AK Parti Genel Başkan Yardımcısı ve Parti Sözcüsü Ömer Çelik, yaptığı açıklamalarla İslam düşmanlığının Avrupa genelinde giderek yayıldığına dikkat çekti. Özellikle son yıllarda bazı Avrupa ülkelerinde İslam ve Müslümanlara yönelik olumsuz tutumların artması, toplumda hoşgörüsüzlüğü körüklediği gibi, bu durumu daha da kötüleştiren olaylar yaşanmasına sebep oldu. Çelik, bu bağlamda özellikle Avrupa'nın bir kesiminde Müslümanlar üzerinde uygulanan ayrımcılığın kabul edilemez olduğunu ifade etti.
Ömer Çelik, Avrupa'da büyüyen İslam düşmanlığını ele alırken, bu durumu besleyen birçok etkenin bulunduğunu belirtti. Öncelikle, medya üzerinden yanlış bilgi akışının ve önyargılı haberciliğin, toplumsal önyargılarla birleşerek Müslümanlara karşı bir nefret iklimi yarattığını ifade etti. Çelik, "Müslümanlar, Avrupa'nın tarihinde önemli rol oynamış bireylerdir. Ancak günümüzde gerçek dışı stereotiplerle karşı karşıya kalıyorlar." dedi.
Ayrıca, siyasi liderlerin yaptıkları konuşmaların da bu nefret iklimini beslediğini dile getiren Çelik, bazı popülist partilerin İslam’ı bir düşman olarak gösterme çabalarının halk arasında korku yarattığını vurguladı. Çelik, "İslam düşmanlığı bir bakıma radikalizm ve şiddetin yolu açan bir zemin oluşturuyor" diyerek, bu durumun sonuçlarından endişe duyduğunu ifade etti. Çelik, İslam’a karşı düşmanca tavırların sadece Müslümanları değil, tüm toplumu olumsuz etkilediğinin altını çizdi.
Ömer Çelik, İslam düşmanlığının önlenmesi adına atılması gereken adımları sıralarken, ilk olarak eğitim sistemlerinin bu konuda yeniden gözden geçirilmesi gerektiğini belirtti. Gençlerin, farklı kültürler ve dinler hakkında doğru bilgiye sahip olmalarının sağlanmasının önemine değinen Çelik, medya kuruluşlarına da büyük görev düştüğünü söyledi. "Medya sadece olayları aktarmakla kalmamalı; aynı zamanda toplumda hoşgörüyü artırıcı içeriklere de yer vermelidir." dedi.
Çelik, ayrıca sivil toplum kuruluşlarıyla iş birliği içinde çeşitli projelerin hayata geçirilmesinin önemine dikkat çekti. Bu projelerin, farklı inanç ve kültürlere sahip insanların bir araya gelip birbirlerini daha iyi anlamalarına olanak sağlayacağına inandığını belirtti. "Önyargıları aşmanın en etkili yolu empati kurmaktan geçiyor. Birlikte hareket edersek, önyargıları kırabiliriz." ifadelerini kullandı.

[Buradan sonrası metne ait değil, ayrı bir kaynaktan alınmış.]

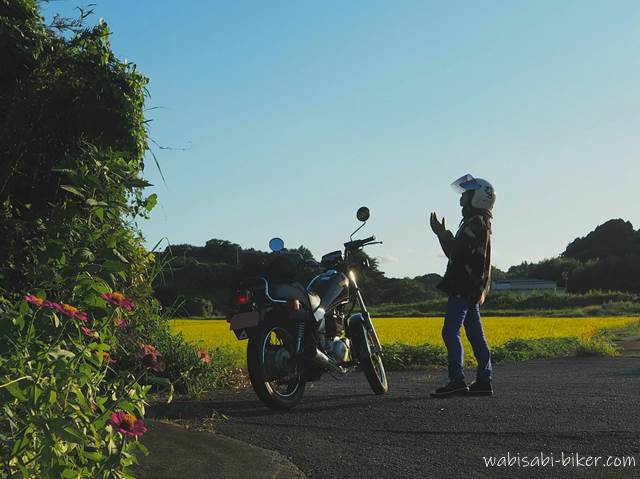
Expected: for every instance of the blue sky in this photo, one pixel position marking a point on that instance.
(296, 113)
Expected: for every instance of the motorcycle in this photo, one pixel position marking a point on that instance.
(296, 334)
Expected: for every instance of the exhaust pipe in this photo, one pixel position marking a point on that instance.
(318, 357)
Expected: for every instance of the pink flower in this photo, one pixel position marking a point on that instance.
(104, 356)
(69, 310)
(118, 299)
(90, 333)
(127, 424)
(119, 323)
(204, 356)
(150, 358)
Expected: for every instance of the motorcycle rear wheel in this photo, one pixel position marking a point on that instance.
(275, 375)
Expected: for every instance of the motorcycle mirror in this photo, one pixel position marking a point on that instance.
(362, 214)
(276, 244)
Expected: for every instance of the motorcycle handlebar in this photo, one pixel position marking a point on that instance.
(358, 243)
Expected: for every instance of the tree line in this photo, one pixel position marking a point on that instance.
(199, 280)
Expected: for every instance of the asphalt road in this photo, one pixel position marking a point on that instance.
(589, 406)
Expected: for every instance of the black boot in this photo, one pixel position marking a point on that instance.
(480, 388)
(451, 389)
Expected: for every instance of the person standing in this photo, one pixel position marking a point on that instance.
(467, 281)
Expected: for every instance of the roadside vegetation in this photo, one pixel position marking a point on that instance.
(415, 342)
(83, 341)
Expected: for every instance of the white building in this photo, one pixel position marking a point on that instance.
(523, 284)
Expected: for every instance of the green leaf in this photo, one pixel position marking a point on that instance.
(15, 391)
(113, 266)
(119, 255)
(162, 382)
(60, 353)
(93, 456)
(72, 189)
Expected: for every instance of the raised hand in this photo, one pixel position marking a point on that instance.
(437, 227)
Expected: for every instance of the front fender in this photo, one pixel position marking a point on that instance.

Son olarak, Çelik, bu süreçte uluslararası topluma da önemli görevler düştüğünü ifade etti. "Dünyanın dört bir yanında İslam’a karşı artan düşmanlıklar, sadece belirli ülkelerle sınırlı değil. Uluslararası pek çok platformda bu konuda sesimizin daha gür çıkması gerek. Avrupa’da yaşanan bu sorunlar, tüm insanlığa dair bir sorun olarak görülmeli ve bu konuda ortak çözümler üretilmelidir." dedi.
Ömer Çelik'in açıklamaları, yalnızca Türkiye’de değil, Avrupa'da da İslam düşmanlığına karşı aktif bir duruş sergilenmesi gerektiğine dair önemli bir mesaj veriyor. Müslümanların bu tür ayrımcı politikalarla karşılaşmaması için sadece hükümetlerin değil, toplumun her kesiminin üzerine düşen sorumlulukları yerine getirmesi gerekiyor.
Sonuç olarak, Ömer Çelik’in İslam düşmanlığına karşı yaptığı sert uyarılar, Türkiye’nin kuzeyindeki Avrupa ülkelerinde yaşanan anti-Müslüman hissiyatının bertaraf edilmesi için bir çağrı niteliği taşıyor. Eğitim, medya ve sivil toplum iş birliğini öncelikli hedef olarak belirleyen Çelik, bu amaçla global bir dayanışma ruhunun geliştirilmesi gerektiğine vurgu yaptı. "İslam düşmanlığına karşı durmak, sadece Müslümanların değil, tüm insanlığın görevidir" diyerek, birlikte hareket etmenin önemini bir kez daha hatırlattı.